Es klopfte laut an der Tür und Susanna kam aufgeregt herein.

„Heilerin!"

Sie war ganz außer Atem. Fara ging auf sie zu und legte ihr beruhigend eine Hand auf die Schulter.

„Susanna! Was ist geschehen?"

Die Frau holte ein paar mal tief Luft.

„Einer der Jungen...kam gerade von der Jagd...er ist verletzt...blutet stark...du musst kommen!"

Ohne zu zögern nahm Fara ihren Korb, legte die Linnen hinein, die sie gerade noch zusammengelegt hatte und nahm noch einige Heilkräuter mit. Zum Schluss nahm sie noch die Mohnsamen und einige Decken unter ihren Arm.

Sie bemerkte in der Eile nicht, wie Susanna hinter ihr hämisch grinste.

Es dauerte nicht lange, bis sie alles zusammen hatte und sich zu der Sklavin umdrehte.

„Ich bin so weit. Wo ist er?"

Susanna öffnete die Tür.

„Ich bringe dich hin! Wir haben ihn in eine alte Hütte gebracht. Randulf ist schon in großer Sorge, deswegen wollte er ihn nicht bis ins Gut bringen. Aber es ist alles in dieser Hütte vorhanden!"

Einen Moment fragte sich Fara, warum Randulf sie nicht selbst geholt hatte, doch in der Eile verwarf sie den Gedanken gleich wieder. Sie folgte Susanna durch das Gut. Sie ging immer weiter weg vom Langhaus, an den hinteren Sklavenhütten vorbei und noch weiter, bis sie fast am Wald angekommen waren. Fara wusste, dass dort eine alte, fast verfallene Hütte stand. Sie bezweifelte, dass dort alles vorhanden war. Egil wollte sie abreißen lassen, weil es zu weit weg vom Gut war, doch Fara war jetzt froh, dass er es nicht getan hatte, auch wenn sie bezweifelte, dass sie dort alles finden würde, was sie benötigte. Aber für den Anfang würde die Hütte ausreichen.

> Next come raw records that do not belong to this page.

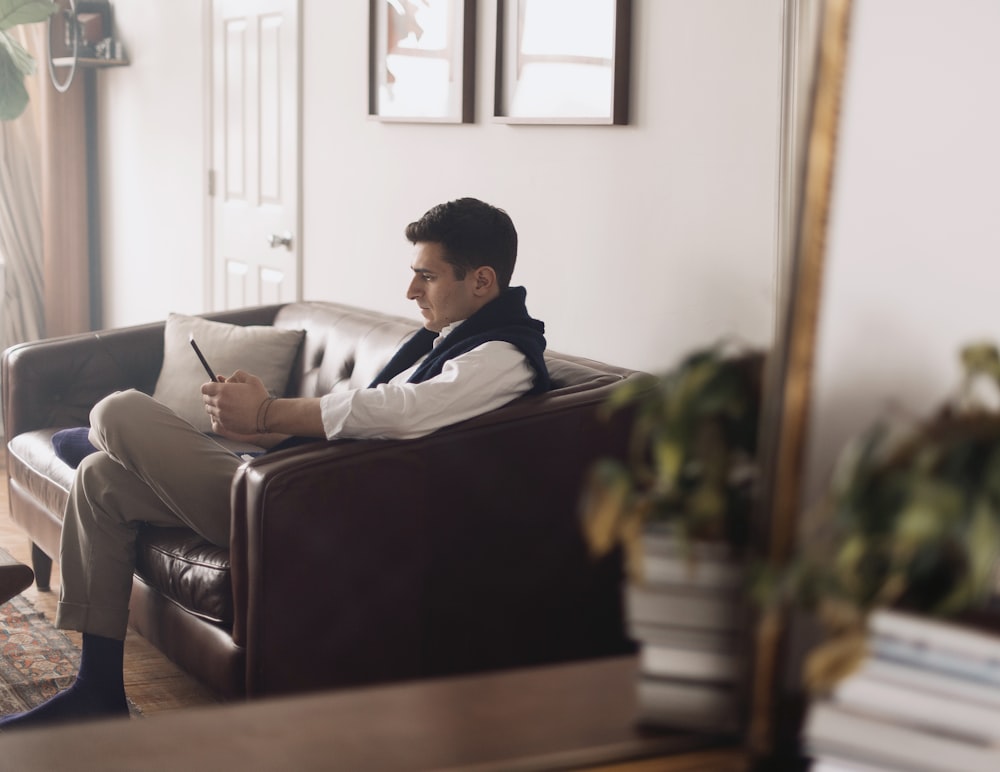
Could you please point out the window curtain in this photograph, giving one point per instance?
(44, 221)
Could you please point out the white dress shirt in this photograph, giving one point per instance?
(483, 379)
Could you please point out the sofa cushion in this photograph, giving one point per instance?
(187, 570)
(267, 352)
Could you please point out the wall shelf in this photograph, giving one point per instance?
(85, 61)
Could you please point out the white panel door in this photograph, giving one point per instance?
(255, 152)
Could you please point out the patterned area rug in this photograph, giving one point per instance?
(36, 660)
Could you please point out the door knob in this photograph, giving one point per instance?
(280, 240)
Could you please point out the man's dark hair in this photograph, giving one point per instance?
(473, 234)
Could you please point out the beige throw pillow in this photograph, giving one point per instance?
(267, 352)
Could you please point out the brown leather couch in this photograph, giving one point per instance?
(351, 562)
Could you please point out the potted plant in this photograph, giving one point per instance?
(15, 61)
(679, 507)
(911, 522)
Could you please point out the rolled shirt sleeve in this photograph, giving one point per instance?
(483, 379)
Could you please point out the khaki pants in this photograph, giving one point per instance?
(154, 468)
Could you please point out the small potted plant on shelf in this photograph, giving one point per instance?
(679, 507)
(911, 523)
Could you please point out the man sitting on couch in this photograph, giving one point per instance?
(478, 350)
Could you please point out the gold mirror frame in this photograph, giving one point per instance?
(785, 412)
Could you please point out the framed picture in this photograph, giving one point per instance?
(563, 61)
(421, 58)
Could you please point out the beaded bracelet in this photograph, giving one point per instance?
(262, 414)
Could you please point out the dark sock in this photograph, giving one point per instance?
(99, 689)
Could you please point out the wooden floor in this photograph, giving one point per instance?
(152, 682)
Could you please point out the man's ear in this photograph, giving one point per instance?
(484, 280)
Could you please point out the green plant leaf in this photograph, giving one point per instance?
(14, 12)
(13, 94)
(605, 502)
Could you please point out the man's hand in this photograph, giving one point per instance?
(233, 405)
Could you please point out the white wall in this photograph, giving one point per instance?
(912, 267)
(637, 242)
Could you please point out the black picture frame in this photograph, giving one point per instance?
(581, 75)
(421, 63)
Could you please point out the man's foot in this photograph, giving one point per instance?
(74, 704)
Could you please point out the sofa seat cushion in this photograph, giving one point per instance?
(36, 468)
(187, 570)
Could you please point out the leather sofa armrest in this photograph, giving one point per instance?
(456, 552)
(55, 382)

Susanna blieb vor der Tür stehen und öffnete sie.

„Hier herein. Er liegt auf dem Boden!"

Fara nickte und ging entschlossen hinein.

„Kannst du mir Holz besorgen? Ich bin mir nicht sicher, wie lange ich ihn..."

Abrupt blieb sie stehen, als sie sah, wer wirklich in der Hütte war.

Marit stand vor ihr und grinste sie irre an.

„Jetzt bekommt das Mischbalg, was er verdient hat! Ich denke, das wird ihn mehr schmerzen, als wenn man an ihn Hand anlegt!"

Sie nickte und Fara spürte einen harten Schlag auf ihren Hinterkopf. Sofort schwanden ihr die Sinne. Sie spürte nicht einmal mehr, wie sie auf den Boden aufschlug.